Ao mesmo tempo, o mercado do jogo online tem crescido de forma consistente nos últimos anos, com receitas fiscais relevantes para o Estado. O número de pedidos de auto-exclusão voluntária nas plataformas digitais tem atingido valores recorde. Quando centenas de milhares de pessoas sentem necessidade de bloquear o próprio acesso, isso não é um detalhe estatístico. É um sintoma social.
E depois há a publicidade.
Quem liga a televisão à noite sabe do que falo. Entre um intervalo e outro, sucedem-se anúncios de apostas desportivas, casinos online, “bónus de boas-vindas”, “apostas grátis”, “cashback”. A linguagem é jovem, veloz, digital. A promessa é simples: emoção imediata, dinheiro rápido, adrenalina sem esforço. A banalização é absoluta. O jogo surge como extensão natural do desporto, da amizade, do convívio. Apostar torna-se quase um ritual de pertença.
Legalmente, o sector está regulado. Existe um regime jurídico próprio para o jogo online, supervisão estatal, requisitos de licenciamento, limites etários formais. Mas a questão que começa a ganhar contornos de urgência é outra: a proporcionalidade.
Quando o estímulo ao consumo de um produto potencialmente aditivo ocupa uma presença mediática quase constante, estamos ainda perante mera liberdade económica, ou já perante uma falha de política pública? Quando a publicidade ao jogo se torna omnipresente em horários de grande audiência, é legítimo falar apenas de responsabilidade individual?
A Constituição consagra a liberdade de iniciativa económica privada, mas também impõe ao Estado deveres de protecção da saúde pública e de defesa dos consumidores. O jogo não é um produto neutro. A própria lei reconhece o risco de dependência e prevê mecanismos de auto-exclusão e controlo. Se o legislador admite o risco, tem de assumir também o dever de prevenção.
Não se trata de moralismo. Trata-se de coerência.

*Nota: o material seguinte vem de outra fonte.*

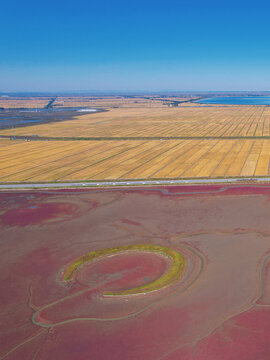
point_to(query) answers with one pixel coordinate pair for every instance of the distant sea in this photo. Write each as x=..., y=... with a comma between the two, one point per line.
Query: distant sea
x=237, y=100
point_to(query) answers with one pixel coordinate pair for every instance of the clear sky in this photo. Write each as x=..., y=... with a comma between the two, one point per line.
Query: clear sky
x=131, y=45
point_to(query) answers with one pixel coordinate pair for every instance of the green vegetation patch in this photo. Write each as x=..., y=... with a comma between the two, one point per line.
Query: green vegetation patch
x=171, y=276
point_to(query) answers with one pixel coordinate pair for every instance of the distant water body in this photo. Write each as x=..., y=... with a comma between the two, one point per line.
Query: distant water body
x=237, y=100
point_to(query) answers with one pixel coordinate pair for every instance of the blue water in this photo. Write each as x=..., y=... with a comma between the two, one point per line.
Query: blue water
x=237, y=100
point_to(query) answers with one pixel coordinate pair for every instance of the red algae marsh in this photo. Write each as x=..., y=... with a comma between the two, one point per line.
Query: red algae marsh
x=186, y=268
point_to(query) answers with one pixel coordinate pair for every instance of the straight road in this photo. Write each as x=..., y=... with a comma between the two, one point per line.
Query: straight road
x=134, y=183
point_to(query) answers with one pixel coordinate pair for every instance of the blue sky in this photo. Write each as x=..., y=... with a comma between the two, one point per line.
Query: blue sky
x=134, y=45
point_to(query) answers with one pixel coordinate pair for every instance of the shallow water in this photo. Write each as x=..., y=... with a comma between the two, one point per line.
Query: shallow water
x=237, y=100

Se entendemos que determinadas plataformas digitais devem ser limitadas para proteger menores da exposição excessiva, porque aceitamos com naturalidade que adolescentes acompanhem transmissões desportivas inundadas de apelos ao jogo? Se discutimos o impacto psicológico das redes sociais, porque ignoramos o impacto financeiro e emocional do jogo precoce?
A questão central não é proibir tudo. É medir, regular com equilíbrio e ter coragem política para enfrentar interesses económicos poderosos. A publicidade ao tabaco foi drasticamente restringida quando se percebeu o custo humano. O álcool tem regras apertadas. O jogo, apesar de legal, não pode ser promovido como se fosse apenas mais um produto de consumo indiferente.

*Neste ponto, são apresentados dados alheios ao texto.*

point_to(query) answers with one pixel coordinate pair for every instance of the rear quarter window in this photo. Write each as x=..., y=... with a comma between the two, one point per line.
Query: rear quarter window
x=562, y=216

Num país com salários médios baixos, elevada pressão financeira sobre as famílias e níveis preocupantes de literacia financeira, a promessa de ganhos rápidos é particularmente sedutora. E perigosa.
Talvez esteja na altura de discutirmos seriamente limites à publicidade ao jogo em determinados horários, maior transparência sobre probabilidades reais de ganho, reforço da educação financeira nas escolas e mecanismos mais eficazes de controlo da exposição dos jovens. Não para demonizar quem joga, mas para proteger quem ainda não tem maturidade para avaliar o risco.
O jogo pode ser entretenimento. Mas a dependência não é.
Se o Estado começa finalmente a reconhecer que nem tudo o que é tecnicamente permitido deve ser ilimitadamente acessível aos menores, talvez esteja também na hora de olhar para o jogo com a mesma lucidez. Porque a liberdade sem regulação, quando há vulnerabilidade envolvida, raramente é liberdade. Muitas vezes é apenas negócio.